Infinity War also smashed the record for biggest domestic opening of all time with $250 million, just barely edging out Star Wars: Episode VII—The Force Awakens’ $247.9 domestic opening weekend. (Black Panther opened to $242 million, including the Presidents’ Day holiday.) Although impressive, the film’s record-breaking opening isn’t totally surprising, given its impressive Thursday preview receipts and the fact that it opened on 4,474 screens, the widest release yet for a Disney film—not to mention the $150 million (per The New York Times) that Disney spent to promote it.
Compared to that sort of box-office muscle, the rest of the week’s releases were as helpless as civilians dodging shrapnel: Eighty-four percent of this week’s domestic top 12 was occupied by Infinity War, and other major studios cleared their release schedules accordingly. That allowed holdovers like John Krasinski’s sleeper horror hit A Quiet Place, which dropped from No. 1 to No. 2 (about the best it could ask for in this situation), and Amy Schumer’s exercise in product placement and/or pop-feminist empowerment I Feel Pretty, which stayed steady at No. 3 (same), to stretch out a little bit and quietly add to their domestic box-office totals.

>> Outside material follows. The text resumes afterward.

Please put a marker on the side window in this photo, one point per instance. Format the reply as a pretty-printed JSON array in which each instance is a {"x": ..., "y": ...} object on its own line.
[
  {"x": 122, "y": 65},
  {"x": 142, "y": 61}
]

The Infinity War effect even retroactively benefitted Black Panther, which rose from No. 8 to No. 5 in its eleventh week in U.S. theaters. (These could be repeat viewers, or the last people in America to see Black Panther catching up, or MoviePass holders adopting the Demi Adejuyigbe loophole for public restroom access.) Meanwhile, in specialty release, arthouse viewers in search of counter-programming gave a big boost to the forbidden lesbian love of Disobedience, which scored the weekend’s second-best per-theater average of $48,225 on each of its five screens—about $9,000 per screen behind you-know-who.